One album per day for 20 days – Michael Bobby Bourke – if you can be bothered, go for it.
Day 4 – Jason & the Scorchers – Lost & Found
Dad LOVED country music. Why, I have no idea. A boy who was born at the start of World War II in Worcestshire, England, then came to Australia at 13 – it didn’t seem to make much sense. But he was into all that soppy proper American Heartland country stuff. I hated it. Maybe it was partly youthful rebellion – we’re DNA coded to dislike what our parents like, after all?
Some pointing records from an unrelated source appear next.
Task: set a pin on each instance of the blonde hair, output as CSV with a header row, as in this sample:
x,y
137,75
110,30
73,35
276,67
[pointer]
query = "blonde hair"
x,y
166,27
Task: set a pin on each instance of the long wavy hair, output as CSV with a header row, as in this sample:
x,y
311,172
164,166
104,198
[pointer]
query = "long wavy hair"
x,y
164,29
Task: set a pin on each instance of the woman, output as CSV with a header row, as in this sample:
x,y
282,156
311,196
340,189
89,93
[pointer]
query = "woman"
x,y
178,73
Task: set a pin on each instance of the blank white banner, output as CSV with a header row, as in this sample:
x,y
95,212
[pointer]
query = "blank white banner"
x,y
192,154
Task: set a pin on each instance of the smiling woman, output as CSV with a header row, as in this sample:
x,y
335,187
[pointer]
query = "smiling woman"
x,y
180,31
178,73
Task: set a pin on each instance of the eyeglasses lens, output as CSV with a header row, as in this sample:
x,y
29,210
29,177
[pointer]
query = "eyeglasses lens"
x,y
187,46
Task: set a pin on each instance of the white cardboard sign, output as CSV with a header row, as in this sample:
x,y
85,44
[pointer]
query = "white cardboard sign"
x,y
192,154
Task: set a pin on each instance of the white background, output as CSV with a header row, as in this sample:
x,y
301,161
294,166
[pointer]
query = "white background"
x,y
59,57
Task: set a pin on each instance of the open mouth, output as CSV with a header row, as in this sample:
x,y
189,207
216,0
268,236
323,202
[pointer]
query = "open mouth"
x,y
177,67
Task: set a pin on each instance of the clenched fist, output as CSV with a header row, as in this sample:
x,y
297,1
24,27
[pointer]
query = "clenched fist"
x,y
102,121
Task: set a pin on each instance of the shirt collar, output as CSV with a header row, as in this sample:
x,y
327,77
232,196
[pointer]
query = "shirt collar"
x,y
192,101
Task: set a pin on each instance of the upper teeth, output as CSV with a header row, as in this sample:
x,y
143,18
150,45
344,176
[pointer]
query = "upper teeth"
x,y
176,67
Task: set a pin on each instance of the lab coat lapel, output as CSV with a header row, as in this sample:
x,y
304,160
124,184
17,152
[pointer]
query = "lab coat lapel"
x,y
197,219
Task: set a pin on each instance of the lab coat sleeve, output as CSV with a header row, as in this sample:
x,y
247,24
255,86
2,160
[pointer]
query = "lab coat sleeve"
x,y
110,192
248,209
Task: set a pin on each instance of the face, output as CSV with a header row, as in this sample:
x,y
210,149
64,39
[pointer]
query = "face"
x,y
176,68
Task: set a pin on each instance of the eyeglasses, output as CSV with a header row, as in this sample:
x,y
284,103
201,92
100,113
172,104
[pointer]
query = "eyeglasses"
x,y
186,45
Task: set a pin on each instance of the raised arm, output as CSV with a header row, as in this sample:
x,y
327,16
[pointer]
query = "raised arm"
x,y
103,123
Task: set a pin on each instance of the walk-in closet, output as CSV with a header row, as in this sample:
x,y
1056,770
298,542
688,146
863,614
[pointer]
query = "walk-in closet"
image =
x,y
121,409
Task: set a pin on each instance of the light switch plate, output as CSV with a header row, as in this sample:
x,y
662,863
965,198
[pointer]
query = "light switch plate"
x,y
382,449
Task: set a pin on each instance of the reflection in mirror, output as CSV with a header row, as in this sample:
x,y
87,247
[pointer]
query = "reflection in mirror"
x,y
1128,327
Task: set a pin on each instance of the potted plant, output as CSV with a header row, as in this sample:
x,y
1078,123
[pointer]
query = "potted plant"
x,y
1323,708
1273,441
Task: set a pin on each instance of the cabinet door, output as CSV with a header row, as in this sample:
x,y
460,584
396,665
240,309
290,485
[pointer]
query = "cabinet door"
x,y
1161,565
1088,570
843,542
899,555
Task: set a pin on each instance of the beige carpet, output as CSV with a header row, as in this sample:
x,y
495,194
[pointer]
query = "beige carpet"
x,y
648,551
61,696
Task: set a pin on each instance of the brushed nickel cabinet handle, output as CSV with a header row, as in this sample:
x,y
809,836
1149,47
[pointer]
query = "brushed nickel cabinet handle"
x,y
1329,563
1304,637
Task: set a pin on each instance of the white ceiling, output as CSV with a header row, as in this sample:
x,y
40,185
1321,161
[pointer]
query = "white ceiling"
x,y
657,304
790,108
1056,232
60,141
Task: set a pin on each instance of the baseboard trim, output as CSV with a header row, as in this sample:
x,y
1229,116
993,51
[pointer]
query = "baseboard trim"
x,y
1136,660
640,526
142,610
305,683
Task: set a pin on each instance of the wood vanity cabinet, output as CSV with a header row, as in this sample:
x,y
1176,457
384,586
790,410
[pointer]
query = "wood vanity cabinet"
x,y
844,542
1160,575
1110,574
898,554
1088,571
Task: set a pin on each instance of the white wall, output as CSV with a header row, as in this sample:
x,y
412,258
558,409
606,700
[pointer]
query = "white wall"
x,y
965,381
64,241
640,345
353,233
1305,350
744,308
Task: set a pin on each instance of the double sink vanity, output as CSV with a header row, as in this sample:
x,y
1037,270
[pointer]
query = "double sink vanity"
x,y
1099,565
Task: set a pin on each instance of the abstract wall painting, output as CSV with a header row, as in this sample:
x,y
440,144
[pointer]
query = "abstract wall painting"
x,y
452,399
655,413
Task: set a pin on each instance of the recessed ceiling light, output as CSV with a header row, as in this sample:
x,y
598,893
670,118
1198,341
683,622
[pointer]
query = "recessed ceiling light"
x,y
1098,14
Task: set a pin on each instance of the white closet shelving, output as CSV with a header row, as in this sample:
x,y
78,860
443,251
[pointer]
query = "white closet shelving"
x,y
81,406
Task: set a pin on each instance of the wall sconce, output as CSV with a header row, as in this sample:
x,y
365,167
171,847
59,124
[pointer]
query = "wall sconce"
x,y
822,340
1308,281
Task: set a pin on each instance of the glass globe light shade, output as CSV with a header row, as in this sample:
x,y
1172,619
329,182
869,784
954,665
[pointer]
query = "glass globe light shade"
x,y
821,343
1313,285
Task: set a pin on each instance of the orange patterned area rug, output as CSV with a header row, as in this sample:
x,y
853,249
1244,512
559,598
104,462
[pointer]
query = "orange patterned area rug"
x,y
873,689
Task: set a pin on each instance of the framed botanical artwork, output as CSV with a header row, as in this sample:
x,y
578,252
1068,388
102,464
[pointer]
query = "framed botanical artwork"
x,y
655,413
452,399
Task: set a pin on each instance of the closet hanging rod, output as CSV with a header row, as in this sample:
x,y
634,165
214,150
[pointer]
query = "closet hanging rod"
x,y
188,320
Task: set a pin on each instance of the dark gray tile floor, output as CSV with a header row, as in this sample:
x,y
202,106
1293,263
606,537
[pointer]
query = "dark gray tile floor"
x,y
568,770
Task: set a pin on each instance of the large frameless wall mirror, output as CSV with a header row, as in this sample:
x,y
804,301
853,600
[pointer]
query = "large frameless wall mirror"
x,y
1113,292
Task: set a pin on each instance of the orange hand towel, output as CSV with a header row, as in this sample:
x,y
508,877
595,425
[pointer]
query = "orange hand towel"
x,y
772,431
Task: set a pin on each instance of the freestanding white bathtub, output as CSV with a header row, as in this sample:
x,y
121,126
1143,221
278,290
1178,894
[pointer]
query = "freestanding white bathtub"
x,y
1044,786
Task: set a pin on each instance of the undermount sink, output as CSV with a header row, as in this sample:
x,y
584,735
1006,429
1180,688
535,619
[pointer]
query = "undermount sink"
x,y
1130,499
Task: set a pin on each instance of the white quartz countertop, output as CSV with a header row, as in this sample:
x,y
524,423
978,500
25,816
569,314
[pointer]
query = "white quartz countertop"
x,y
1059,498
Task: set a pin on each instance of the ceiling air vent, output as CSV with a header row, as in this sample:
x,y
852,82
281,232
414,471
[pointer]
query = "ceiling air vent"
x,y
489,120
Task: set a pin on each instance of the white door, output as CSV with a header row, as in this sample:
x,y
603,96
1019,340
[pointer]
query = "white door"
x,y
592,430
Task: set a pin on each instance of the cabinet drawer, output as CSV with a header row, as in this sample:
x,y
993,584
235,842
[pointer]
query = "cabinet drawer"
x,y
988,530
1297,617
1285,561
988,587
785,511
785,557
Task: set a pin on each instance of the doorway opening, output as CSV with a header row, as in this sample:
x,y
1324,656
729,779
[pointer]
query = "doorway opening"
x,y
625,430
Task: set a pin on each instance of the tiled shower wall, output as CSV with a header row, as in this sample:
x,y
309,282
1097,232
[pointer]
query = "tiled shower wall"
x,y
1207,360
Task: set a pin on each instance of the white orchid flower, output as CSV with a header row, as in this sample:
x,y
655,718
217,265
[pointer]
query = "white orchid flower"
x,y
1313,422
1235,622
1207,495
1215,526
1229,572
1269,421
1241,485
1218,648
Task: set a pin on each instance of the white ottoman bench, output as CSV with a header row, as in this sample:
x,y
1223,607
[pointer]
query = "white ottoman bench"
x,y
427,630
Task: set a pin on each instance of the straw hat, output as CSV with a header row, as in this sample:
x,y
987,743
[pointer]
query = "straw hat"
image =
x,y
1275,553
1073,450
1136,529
Then, when I was about 19, I heard Jason & the Scorchers. This was pure, red hot rock n’ roll, man – but it was country as well. It started to make sense to me. I never go a long time without listening to this album, or one of their other great albums, and slowly some of Dad’s country music started to make sense to me, starting with Johnny Cash, who I now love as well. JATS were like a country music gateway drug – but incendiary rock n’ roll as well!
This album never lets up for a moment: Last Time Around, the irrepresible White Lies with its hilarious music video, the still-oh-so-relatable Money Talks (“If money talks, I wish it’d speak to me, ‘cos I need the conversation, it’s plain to see”), the moving Blanket Of Sorrow and Shop It Around (another great music video), Lost Highway, Broken Whiskey Glass – they showed me that rock n’ roll doesn’t need to be three chord heavy rock all the time, that you can incorporate different influences – even from my Dad’s old country and western records!!! – and still rock. Love this album, love this band.